Ochrona była potrzebna już od chwili wejścia Khabiba do klatki. Panowie nawet nie przybili sobie piątki na start. Irlandczyk od początku zaczął polować na cios. Khabib poszedł po jedną nogę. Zawodnicy wylądowali na środku oktagonu i Rosjanin rozpoczął układanie sobie rywala. Chwilę później miał już McGregora pod siatką, w ulubionej pozycji i zaczął wykluczać nogę przeciwnika. Irlandczyk starał się być aktywny, Nurmagomedov wyprowadzał znikomą ilość cisów. W ostatniej minucie Khabib doszedł do półgardy, ale nie atakował zbyt aktywnie. Runda zakończyła się w parterze.
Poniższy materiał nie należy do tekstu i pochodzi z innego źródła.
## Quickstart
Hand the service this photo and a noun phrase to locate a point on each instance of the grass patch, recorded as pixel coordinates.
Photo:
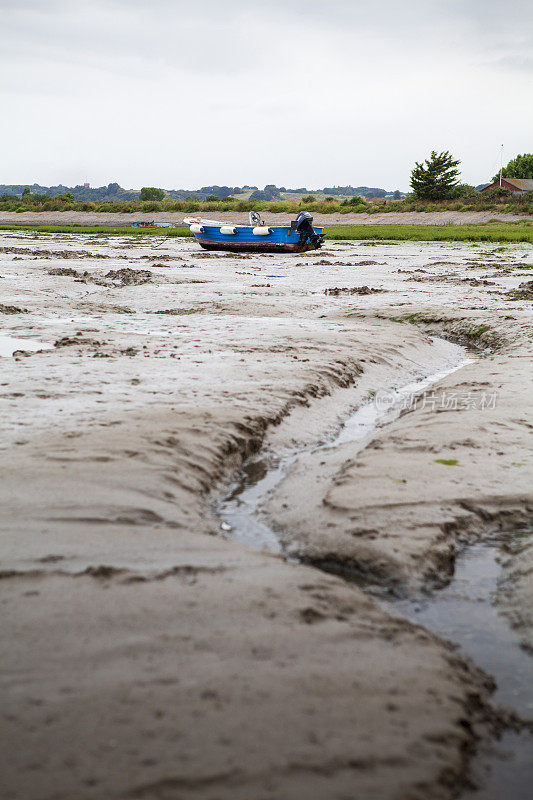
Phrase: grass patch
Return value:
(112, 230)
(477, 331)
(478, 232)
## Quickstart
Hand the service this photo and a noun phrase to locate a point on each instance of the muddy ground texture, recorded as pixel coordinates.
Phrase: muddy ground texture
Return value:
(147, 655)
(241, 217)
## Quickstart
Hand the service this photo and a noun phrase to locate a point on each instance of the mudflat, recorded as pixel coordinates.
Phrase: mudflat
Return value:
(241, 217)
(149, 654)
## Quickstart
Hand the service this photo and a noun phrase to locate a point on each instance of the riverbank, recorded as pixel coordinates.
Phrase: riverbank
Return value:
(241, 217)
(478, 232)
(147, 654)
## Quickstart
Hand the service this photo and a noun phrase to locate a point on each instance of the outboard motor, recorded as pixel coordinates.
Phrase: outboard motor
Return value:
(303, 224)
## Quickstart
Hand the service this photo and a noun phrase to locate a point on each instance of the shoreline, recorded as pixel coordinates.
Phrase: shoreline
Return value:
(206, 668)
(239, 217)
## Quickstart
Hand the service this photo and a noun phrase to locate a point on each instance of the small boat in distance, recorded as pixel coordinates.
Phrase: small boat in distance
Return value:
(297, 237)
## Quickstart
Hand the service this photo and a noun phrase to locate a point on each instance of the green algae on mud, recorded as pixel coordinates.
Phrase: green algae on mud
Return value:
(475, 232)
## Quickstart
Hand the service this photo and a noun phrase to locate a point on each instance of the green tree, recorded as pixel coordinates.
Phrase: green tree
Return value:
(151, 193)
(519, 167)
(436, 177)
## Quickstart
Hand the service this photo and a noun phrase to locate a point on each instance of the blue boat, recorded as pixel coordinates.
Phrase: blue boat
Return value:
(256, 237)
(152, 224)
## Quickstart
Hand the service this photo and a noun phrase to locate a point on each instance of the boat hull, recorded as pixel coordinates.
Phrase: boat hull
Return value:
(256, 247)
(277, 239)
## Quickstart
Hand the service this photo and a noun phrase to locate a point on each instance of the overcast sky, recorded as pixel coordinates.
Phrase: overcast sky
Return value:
(317, 93)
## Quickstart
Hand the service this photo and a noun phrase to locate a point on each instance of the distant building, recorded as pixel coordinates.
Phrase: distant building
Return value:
(516, 185)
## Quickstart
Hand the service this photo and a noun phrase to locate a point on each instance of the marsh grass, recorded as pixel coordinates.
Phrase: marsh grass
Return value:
(478, 232)
(475, 232)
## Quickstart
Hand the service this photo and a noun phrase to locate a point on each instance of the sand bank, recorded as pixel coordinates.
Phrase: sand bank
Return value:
(390, 218)
(145, 655)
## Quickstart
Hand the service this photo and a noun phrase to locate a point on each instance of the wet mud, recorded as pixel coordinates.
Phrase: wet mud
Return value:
(146, 652)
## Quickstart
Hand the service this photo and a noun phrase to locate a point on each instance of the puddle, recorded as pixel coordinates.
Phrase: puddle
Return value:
(9, 344)
(239, 511)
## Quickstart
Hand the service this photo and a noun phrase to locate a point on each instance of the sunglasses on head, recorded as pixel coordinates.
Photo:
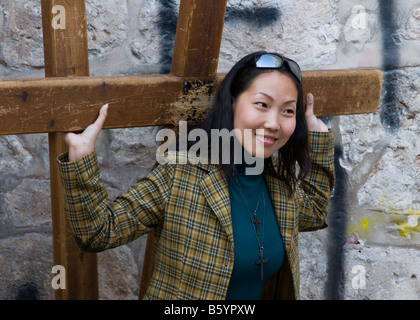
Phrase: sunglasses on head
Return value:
(274, 61)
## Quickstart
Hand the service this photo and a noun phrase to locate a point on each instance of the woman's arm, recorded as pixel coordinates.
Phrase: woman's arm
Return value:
(315, 190)
(97, 223)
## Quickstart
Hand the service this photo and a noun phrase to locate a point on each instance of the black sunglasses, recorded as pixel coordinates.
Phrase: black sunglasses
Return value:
(274, 61)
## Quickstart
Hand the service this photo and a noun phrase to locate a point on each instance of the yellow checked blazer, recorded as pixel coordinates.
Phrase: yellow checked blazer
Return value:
(188, 208)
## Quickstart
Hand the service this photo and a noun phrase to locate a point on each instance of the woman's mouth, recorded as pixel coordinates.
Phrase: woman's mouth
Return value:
(267, 140)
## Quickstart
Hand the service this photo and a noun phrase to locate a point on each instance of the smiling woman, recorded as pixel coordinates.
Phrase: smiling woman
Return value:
(222, 234)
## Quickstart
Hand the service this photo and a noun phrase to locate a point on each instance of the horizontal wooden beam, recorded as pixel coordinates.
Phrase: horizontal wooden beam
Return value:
(71, 104)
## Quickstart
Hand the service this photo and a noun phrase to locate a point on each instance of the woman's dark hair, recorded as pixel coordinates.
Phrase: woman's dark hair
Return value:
(294, 160)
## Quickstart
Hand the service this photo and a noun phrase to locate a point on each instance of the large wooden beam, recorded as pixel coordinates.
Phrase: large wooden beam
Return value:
(196, 54)
(71, 104)
(66, 54)
(198, 38)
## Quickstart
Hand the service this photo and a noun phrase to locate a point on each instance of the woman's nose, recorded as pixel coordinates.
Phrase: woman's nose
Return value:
(271, 122)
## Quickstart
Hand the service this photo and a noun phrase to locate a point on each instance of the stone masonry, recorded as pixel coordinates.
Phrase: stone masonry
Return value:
(371, 249)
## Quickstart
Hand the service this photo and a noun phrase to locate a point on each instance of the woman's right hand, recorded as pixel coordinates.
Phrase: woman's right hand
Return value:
(82, 144)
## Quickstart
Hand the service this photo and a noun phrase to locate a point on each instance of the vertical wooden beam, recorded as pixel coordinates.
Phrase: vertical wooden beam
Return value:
(196, 54)
(198, 38)
(66, 54)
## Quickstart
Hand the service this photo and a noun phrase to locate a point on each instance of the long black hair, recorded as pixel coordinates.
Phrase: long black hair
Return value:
(293, 158)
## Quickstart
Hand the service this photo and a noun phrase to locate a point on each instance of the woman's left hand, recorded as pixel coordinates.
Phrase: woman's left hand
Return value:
(314, 124)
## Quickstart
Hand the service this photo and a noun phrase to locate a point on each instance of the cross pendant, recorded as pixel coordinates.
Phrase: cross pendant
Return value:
(261, 262)
(256, 222)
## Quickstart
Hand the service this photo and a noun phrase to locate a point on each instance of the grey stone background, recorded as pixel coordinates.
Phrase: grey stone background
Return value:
(371, 249)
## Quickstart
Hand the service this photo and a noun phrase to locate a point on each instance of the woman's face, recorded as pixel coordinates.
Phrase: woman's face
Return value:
(265, 114)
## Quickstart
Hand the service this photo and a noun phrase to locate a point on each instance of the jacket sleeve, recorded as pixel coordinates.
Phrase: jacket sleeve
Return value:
(98, 224)
(315, 190)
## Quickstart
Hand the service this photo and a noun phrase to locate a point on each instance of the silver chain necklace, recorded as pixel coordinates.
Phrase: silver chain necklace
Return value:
(255, 223)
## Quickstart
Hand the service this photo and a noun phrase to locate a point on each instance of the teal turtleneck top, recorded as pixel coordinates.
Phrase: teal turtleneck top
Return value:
(245, 282)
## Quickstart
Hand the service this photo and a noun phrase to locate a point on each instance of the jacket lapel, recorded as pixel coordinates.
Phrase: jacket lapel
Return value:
(215, 190)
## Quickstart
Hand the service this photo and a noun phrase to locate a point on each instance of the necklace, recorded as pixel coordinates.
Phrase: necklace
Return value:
(255, 222)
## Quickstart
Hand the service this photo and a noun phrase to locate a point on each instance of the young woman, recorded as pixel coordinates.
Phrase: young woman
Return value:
(222, 233)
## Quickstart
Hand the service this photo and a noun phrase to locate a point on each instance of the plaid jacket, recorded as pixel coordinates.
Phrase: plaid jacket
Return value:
(188, 209)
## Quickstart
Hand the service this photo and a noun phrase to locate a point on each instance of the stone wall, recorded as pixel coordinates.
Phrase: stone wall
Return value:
(371, 249)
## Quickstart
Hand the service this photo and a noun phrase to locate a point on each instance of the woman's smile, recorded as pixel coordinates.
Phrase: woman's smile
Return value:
(268, 109)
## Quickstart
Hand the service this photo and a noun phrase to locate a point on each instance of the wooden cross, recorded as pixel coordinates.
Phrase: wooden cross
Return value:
(69, 100)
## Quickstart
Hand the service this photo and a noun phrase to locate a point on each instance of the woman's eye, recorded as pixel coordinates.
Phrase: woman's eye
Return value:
(262, 104)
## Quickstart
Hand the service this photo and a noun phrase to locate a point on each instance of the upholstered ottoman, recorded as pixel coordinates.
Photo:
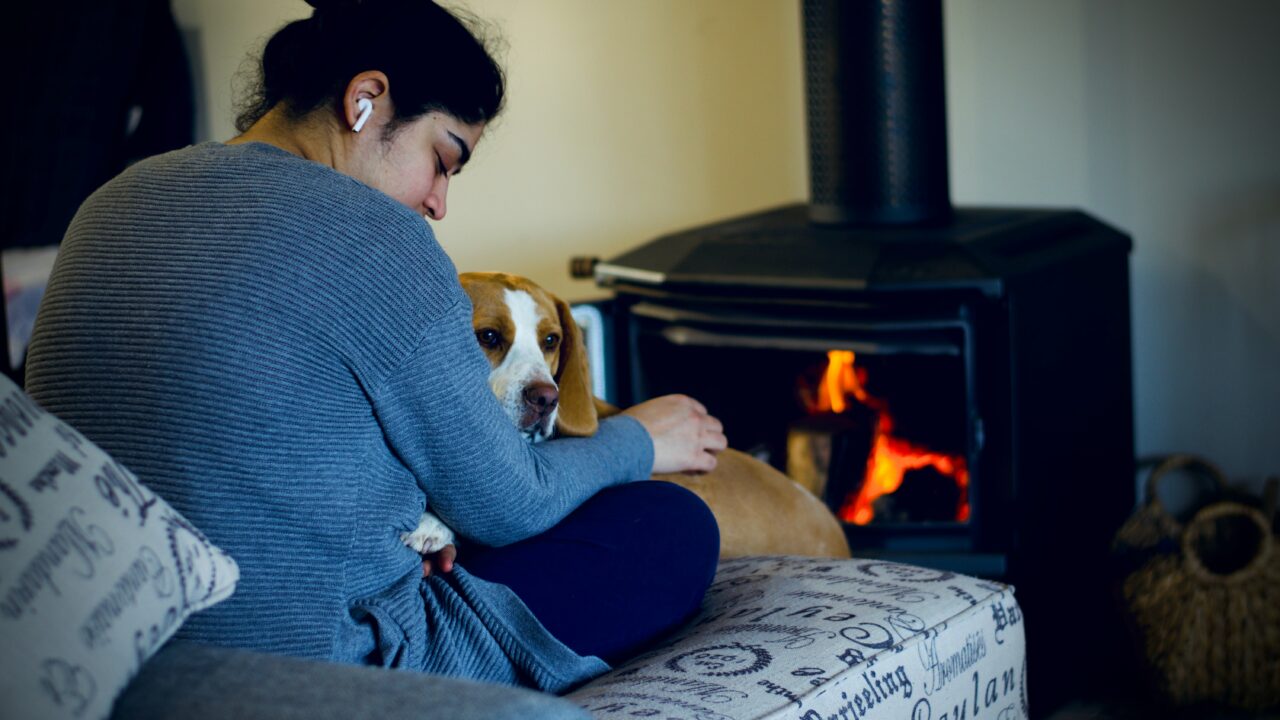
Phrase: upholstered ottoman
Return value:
(821, 639)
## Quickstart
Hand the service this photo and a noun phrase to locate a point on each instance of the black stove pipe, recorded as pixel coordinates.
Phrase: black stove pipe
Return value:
(876, 98)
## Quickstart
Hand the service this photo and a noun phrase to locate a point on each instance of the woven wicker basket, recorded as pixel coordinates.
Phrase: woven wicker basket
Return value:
(1206, 600)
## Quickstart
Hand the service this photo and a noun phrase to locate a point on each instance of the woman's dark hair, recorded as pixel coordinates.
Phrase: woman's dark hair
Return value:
(433, 60)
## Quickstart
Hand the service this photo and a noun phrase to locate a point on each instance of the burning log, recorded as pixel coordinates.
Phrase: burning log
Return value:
(848, 452)
(830, 450)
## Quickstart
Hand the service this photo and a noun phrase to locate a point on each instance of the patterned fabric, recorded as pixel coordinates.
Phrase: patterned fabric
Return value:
(96, 572)
(286, 355)
(818, 639)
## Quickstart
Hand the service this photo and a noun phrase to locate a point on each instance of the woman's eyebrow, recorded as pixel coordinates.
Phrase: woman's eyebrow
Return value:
(462, 147)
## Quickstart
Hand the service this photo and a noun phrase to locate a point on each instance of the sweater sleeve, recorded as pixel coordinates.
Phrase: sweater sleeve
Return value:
(479, 474)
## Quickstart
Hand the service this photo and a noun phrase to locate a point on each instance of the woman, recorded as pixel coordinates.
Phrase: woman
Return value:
(268, 333)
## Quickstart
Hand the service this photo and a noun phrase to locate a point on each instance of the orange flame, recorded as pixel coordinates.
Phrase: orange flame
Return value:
(891, 458)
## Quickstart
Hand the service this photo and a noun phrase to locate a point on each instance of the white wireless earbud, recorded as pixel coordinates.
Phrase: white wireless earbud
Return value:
(366, 108)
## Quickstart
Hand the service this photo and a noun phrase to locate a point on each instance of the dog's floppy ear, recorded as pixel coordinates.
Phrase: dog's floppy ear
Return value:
(576, 417)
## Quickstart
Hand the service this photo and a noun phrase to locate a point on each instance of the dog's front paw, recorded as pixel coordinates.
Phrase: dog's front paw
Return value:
(430, 536)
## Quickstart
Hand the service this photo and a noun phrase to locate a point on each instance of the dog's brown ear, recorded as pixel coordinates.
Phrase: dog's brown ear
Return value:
(577, 417)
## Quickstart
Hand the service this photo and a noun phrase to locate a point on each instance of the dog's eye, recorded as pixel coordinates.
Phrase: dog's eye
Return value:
(488, 337)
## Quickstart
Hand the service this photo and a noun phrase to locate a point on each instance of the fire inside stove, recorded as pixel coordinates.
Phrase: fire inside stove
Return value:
(901, 479)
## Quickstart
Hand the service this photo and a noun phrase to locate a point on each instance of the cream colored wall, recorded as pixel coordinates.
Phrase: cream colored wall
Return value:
(629, 118)
(624, 119)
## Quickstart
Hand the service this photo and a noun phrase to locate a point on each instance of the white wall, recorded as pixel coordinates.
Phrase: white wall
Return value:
(629, 118)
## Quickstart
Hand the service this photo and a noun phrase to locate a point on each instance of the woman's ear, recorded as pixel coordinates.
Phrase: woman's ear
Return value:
(576, 417)
(371, 86)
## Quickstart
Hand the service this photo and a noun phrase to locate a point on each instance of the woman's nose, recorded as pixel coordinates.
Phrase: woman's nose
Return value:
(435, 200)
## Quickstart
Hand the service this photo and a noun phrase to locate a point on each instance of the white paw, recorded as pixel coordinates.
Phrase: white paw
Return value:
(430, 536)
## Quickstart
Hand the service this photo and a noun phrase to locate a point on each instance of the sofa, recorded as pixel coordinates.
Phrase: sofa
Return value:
(96, 574)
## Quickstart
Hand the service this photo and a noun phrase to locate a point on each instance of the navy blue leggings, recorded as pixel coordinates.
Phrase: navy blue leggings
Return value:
(626, 566)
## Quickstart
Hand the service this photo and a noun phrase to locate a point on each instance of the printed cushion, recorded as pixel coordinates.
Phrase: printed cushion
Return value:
(831, 639)
(96, 572)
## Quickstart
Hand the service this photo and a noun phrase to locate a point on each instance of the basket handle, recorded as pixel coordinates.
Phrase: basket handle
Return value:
(1180, 461)
(1202, 519)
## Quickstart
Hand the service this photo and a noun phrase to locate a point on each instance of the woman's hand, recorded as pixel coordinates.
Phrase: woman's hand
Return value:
(685, 438)
(443, 560)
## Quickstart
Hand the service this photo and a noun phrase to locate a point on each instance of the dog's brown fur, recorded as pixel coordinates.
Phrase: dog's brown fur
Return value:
(759, 510)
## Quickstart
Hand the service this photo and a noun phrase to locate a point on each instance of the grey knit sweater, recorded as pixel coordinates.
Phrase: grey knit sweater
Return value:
(286, 355)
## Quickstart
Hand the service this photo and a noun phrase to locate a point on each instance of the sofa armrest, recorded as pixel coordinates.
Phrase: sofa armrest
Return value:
(196, 682)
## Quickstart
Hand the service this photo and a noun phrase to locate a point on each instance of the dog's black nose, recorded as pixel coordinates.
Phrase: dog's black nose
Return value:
(542, 397)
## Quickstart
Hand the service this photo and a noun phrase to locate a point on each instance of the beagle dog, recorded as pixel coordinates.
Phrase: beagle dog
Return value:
(540, 377)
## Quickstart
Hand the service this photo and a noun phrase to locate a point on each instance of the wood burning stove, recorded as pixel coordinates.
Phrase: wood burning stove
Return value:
(955, 382)
(996, 341)
(986, 370)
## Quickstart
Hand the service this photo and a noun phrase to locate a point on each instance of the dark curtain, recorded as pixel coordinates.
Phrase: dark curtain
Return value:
(92, 87)
(95, 86)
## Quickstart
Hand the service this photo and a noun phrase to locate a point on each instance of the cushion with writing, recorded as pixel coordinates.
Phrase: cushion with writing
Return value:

Conor Mcgregor zaczął od superman puncha, ale chwilę później Khabib niespodziewanie odpowiedział prawym sierpem, po którym Irlandczyk się zachwiał. Rosjanin ruszył do przodu, cofając Conora pod siatkę. Tam wyniósł go i obalił. Rozpoczęła się konsekwentna praca Rosjanina z góry. McGregor inkasował mnóstwo ciosów. Pod koniec drugiej rundy Irlandczyk wyprowadził nielegalne kolano i dostał ostrzeżenie od sędziego. McGregor w końcu wstał, ale nadal był wciskany pod siatkę. Kontrola zapaśnicza Rosjanina była tu bezdyskusyjna.
Trzecia runda rozpoczęła się nieco spokojniej w wykonaniu Khabiba. Conor zaczął punktować ciosami. Rosjanin spróbował obalenia na środku klatki. Potem odpowiedział ciosami i walka trafiła pod siatkę. Wobec dobrej obrony przed obaleniem Rosjanin sam zerwał klincz. Zawodnicy przeszli do wymiany ciosów w stójce, ale po dłuższej chwili Khabib ponownie rozpoczął wciskać rywala w siatkę i tam zakończyła się ta odsłona.
W pierwszej z rund mistrzowskich obaj od razu ruszyli do ataku. Po minucie spędzonej na wymianach pojedynczych ciosów walka trafiła ponownie pod siatkę, gdzie haczeniem Rosjanin obalił przeciwnika. Conor oddał plecy i po chwili odklepywał już piekielnie mocno dopięte duszenie.
Khabib zwycięża przez poddanie w czwartej rundzie walki mistrzowskiej i pozostaje niepokonany.